DENYER Riverine Delusions. Two Voices. Whispers

Record and Artist Details

Composer or Director: Frank Denyer

Genre:

Vocal

Label: Another Timbre

Media Format: CD or Download

Media Runtime: 66

Mastering:

DDD

Catalogue Number: AT82

Tracks:

Composition Artist Credit
Riverine Delusions Frank Denyer, Composer
Barton Workshop
Frank Denyer, Composer
Two Voices with Axe Frank Denyer, Composer
Benjamin Gilmore, Violin
Bob Gilmore, Axe
Dario Calderone, Double bass
Elisabeth Smalt, Viola
Frank Denyer, Composer
Jamie Man, Conductor
Jos Zwaanenburg, Flute
Juliet Fraser, Vocalist/voice
Pepe Garcia Rodriguez, Percussion
Whispers Frank Denyer, Composer
Elisabeth Smalt, Viola
Frank Denyer, Composer
A Woman Singing Frank Denyer, Composer
Frank Denyer, Composer
Juliet Fraser, Vocalist/voice
Woman with Jinashi Shakuhachi Frank Denyer, Composer
Frank Denyer, Composer
Kiku Day, Shakuhachi
Until reaching the climactic summit of Riverine Delusions – where bass drum thwacks overpower the remainder of the ensemble – this album featuring recent work by the British composer Frank Denyer barely registers a mezzo-piano. The opening two pieces, Whispersand Woman with Jinashi Shakuhachi, both creep around a vocal twilight zone: music vanishing inside the shadows. Denyer’s own voice carries Whispers (2010) as Elisabeth Smalt plays offstage muted violin – a conventional violin approach twice removed. What this music might be ‘about’, what it could symbolise or depict, remains largely a mystery. Denyer whimpers, splutters, semi-whistles. The attitude is anti-bel canto, his utterances encased by silence and by obsessive minuscule scrapings on ancillary percussion instruments. Occasional ripenings of melody can never quite bring the music in from the shadowy cold.
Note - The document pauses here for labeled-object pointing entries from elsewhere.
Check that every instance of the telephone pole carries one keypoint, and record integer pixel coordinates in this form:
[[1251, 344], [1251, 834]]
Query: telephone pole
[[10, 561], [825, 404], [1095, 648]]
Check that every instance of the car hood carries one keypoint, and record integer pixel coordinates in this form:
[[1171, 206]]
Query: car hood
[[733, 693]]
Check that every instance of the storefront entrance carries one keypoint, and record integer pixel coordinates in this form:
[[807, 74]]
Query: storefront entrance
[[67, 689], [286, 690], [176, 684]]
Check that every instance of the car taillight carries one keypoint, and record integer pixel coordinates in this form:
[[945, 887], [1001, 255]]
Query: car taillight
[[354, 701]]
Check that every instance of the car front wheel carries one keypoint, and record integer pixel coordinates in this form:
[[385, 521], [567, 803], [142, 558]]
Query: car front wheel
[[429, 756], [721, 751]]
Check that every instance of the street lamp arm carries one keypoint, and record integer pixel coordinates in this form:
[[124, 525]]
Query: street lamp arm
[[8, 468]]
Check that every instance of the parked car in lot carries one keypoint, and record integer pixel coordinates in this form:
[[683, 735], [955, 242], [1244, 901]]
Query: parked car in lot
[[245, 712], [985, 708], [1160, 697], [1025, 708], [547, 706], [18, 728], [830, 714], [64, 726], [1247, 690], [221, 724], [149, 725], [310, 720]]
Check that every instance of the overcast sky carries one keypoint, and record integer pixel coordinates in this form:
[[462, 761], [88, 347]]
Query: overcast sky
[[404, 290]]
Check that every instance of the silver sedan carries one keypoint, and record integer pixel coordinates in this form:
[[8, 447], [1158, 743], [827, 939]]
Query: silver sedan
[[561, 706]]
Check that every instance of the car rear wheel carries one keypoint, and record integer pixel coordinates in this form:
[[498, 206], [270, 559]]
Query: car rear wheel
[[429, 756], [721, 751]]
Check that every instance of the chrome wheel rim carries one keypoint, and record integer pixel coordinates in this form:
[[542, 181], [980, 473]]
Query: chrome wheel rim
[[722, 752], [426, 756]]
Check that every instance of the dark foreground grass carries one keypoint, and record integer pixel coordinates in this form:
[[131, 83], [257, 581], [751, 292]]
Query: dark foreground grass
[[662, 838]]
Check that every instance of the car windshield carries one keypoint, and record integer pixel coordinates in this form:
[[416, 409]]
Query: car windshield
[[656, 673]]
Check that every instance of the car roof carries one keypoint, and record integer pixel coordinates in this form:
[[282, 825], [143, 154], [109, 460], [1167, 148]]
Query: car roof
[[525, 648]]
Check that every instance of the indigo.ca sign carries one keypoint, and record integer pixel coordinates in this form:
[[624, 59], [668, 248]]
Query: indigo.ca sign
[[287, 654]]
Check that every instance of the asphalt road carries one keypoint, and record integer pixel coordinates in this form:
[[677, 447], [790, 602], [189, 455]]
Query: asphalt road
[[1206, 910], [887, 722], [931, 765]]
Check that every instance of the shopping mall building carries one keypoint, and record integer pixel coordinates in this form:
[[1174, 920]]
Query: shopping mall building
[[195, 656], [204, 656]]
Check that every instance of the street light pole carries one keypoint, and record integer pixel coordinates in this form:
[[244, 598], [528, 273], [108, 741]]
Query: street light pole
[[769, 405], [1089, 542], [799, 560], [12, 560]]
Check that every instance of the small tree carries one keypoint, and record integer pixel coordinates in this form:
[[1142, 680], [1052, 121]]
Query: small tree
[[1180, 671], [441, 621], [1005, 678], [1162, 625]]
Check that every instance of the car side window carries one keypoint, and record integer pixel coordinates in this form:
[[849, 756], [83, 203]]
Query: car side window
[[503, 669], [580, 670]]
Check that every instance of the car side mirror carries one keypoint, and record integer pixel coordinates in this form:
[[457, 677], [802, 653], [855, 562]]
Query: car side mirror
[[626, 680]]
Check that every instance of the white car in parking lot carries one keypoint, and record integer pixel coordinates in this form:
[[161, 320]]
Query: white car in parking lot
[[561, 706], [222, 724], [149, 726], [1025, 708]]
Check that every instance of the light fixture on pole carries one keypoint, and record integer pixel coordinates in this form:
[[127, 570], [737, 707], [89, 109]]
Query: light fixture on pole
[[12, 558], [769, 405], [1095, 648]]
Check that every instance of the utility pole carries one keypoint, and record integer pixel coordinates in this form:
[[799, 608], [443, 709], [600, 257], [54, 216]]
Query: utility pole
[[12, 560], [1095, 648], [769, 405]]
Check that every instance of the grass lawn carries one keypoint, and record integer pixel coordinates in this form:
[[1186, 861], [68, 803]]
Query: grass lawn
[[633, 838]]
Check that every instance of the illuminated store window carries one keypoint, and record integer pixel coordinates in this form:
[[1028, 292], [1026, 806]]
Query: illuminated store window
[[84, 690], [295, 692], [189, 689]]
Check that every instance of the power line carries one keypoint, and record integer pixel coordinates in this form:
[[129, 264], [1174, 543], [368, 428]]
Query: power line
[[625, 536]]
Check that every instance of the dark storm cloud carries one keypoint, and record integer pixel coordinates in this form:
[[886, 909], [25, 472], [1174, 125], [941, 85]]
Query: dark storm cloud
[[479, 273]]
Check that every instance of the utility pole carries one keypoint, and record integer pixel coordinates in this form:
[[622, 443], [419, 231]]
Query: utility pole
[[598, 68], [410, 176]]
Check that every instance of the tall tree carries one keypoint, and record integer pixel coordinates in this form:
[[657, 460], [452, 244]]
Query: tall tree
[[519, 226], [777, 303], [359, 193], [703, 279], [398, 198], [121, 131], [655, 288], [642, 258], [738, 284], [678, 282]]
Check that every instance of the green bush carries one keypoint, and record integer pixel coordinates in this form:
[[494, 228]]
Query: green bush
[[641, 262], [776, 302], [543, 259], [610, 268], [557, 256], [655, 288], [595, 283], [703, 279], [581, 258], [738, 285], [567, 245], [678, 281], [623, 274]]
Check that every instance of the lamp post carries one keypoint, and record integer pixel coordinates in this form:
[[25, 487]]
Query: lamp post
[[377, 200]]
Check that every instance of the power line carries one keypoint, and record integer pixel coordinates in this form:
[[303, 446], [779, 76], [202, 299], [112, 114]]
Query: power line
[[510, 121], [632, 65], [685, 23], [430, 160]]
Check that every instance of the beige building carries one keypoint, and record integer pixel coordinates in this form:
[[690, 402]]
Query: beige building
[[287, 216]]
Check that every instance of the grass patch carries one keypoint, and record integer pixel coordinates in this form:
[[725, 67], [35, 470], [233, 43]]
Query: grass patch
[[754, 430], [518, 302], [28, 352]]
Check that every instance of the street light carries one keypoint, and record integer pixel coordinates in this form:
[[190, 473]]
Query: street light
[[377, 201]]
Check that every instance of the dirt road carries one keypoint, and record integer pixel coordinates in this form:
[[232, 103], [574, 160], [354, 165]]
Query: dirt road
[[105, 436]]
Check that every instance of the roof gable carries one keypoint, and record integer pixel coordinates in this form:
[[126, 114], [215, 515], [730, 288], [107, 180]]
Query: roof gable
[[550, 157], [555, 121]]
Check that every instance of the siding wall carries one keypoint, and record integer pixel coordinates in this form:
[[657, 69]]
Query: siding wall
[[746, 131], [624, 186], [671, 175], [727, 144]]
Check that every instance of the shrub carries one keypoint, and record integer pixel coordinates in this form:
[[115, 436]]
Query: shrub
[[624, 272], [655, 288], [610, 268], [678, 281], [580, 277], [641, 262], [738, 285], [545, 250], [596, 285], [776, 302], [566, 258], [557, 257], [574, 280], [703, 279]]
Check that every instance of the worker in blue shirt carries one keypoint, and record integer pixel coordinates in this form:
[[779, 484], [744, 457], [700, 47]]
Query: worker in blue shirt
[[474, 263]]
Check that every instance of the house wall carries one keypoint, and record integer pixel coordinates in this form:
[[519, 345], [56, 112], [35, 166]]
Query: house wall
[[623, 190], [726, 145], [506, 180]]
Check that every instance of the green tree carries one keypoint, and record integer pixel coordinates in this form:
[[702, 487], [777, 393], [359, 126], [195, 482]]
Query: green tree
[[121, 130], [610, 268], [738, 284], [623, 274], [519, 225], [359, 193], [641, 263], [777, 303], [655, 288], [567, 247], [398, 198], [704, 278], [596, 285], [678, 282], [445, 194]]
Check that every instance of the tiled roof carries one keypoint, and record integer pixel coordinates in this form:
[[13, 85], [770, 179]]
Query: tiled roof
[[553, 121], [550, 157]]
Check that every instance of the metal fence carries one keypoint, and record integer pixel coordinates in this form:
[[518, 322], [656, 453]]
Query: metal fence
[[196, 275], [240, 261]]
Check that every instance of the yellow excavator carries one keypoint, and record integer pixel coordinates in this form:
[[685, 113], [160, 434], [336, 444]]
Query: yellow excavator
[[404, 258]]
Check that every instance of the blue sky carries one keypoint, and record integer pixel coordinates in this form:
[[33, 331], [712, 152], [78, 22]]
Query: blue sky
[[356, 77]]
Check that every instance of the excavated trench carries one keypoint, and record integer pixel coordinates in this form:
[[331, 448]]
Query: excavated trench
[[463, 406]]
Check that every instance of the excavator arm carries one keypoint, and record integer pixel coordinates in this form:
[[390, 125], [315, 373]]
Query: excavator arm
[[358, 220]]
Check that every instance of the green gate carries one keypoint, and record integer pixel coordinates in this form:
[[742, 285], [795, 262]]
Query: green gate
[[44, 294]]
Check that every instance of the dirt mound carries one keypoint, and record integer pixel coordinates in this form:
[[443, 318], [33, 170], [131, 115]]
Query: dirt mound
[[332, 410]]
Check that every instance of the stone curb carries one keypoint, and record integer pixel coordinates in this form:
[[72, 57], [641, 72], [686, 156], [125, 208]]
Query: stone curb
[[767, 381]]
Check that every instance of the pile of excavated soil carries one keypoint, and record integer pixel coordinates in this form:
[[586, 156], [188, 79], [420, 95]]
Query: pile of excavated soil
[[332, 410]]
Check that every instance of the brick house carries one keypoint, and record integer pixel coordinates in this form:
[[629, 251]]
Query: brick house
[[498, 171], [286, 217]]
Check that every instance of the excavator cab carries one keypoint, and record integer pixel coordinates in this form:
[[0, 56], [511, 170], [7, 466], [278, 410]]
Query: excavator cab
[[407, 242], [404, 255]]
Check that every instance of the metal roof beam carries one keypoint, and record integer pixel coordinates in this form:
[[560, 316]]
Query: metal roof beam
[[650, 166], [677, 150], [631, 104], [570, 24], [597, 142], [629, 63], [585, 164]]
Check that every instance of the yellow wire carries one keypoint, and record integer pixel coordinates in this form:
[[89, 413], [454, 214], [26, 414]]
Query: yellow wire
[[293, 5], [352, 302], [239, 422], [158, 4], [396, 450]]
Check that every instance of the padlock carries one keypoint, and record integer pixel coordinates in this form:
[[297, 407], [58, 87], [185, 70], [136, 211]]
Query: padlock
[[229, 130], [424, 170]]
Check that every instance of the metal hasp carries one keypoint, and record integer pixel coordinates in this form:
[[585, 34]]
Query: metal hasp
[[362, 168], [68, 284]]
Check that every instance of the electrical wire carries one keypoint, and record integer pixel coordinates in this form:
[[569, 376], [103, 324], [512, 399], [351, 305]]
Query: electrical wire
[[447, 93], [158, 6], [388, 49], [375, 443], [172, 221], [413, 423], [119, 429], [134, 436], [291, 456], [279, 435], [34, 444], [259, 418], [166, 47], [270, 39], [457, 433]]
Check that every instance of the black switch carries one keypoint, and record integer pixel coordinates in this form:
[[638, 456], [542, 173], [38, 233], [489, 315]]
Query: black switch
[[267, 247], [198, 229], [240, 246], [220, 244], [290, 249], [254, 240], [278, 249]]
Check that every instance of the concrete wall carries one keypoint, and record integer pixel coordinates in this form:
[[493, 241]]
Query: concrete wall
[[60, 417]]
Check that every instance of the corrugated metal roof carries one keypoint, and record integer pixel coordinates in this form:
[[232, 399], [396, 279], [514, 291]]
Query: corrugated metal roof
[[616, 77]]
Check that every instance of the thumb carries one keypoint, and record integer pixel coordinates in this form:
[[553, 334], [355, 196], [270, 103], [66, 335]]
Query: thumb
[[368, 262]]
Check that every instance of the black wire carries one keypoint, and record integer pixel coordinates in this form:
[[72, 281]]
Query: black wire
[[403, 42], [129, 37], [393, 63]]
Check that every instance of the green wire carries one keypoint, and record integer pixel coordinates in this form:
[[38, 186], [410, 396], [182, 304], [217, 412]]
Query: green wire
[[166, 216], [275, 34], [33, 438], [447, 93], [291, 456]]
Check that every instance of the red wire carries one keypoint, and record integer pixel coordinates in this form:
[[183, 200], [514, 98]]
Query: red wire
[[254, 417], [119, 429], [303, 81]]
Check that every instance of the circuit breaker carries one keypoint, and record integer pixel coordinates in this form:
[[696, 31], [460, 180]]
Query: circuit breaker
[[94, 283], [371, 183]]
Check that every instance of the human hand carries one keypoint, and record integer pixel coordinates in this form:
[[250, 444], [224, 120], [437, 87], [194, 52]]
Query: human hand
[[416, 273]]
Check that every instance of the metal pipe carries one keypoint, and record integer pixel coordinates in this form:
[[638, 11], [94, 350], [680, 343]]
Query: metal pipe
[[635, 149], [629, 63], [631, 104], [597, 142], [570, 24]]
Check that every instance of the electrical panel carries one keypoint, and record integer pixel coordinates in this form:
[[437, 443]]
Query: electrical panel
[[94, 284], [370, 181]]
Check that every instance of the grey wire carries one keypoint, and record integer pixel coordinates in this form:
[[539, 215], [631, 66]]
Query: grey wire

Woman with Jinashi Shakuhachi (2008) and A Woman Singing (2009) – two pieces from an ongoing series for solo female performer – push similar existentialist buttons. Juliet Fraser’s performance of A Woman Singing circles around a base-palette of broken-up syllables, pinched portamentos and disembodied cries. In Whispers, Smalt’s supple, lithe violin lines pleach against Denyer’s voice and there’s a sense, if not of company exactly, then of two independent beings grappling to making sense of occupying the same space. But I felt as if I was eavesdropping on Fraser – bearing witness to an internal music escaping, like she can’t help it. Riverine Delusions (2007) and Two Voices with Axe (2010) return to terrain broadly familiar from earlier Denyer releases. The violent upshot of Riverine Delusions has already been alluded to but Two Voices with Axe, which features Bob Gilmore chopping wood with an axe, a strikingly brutal and disruptive sound, takes matters further: a primeval sound slicing through the subtone, muffled colours produced by voices and ensemble.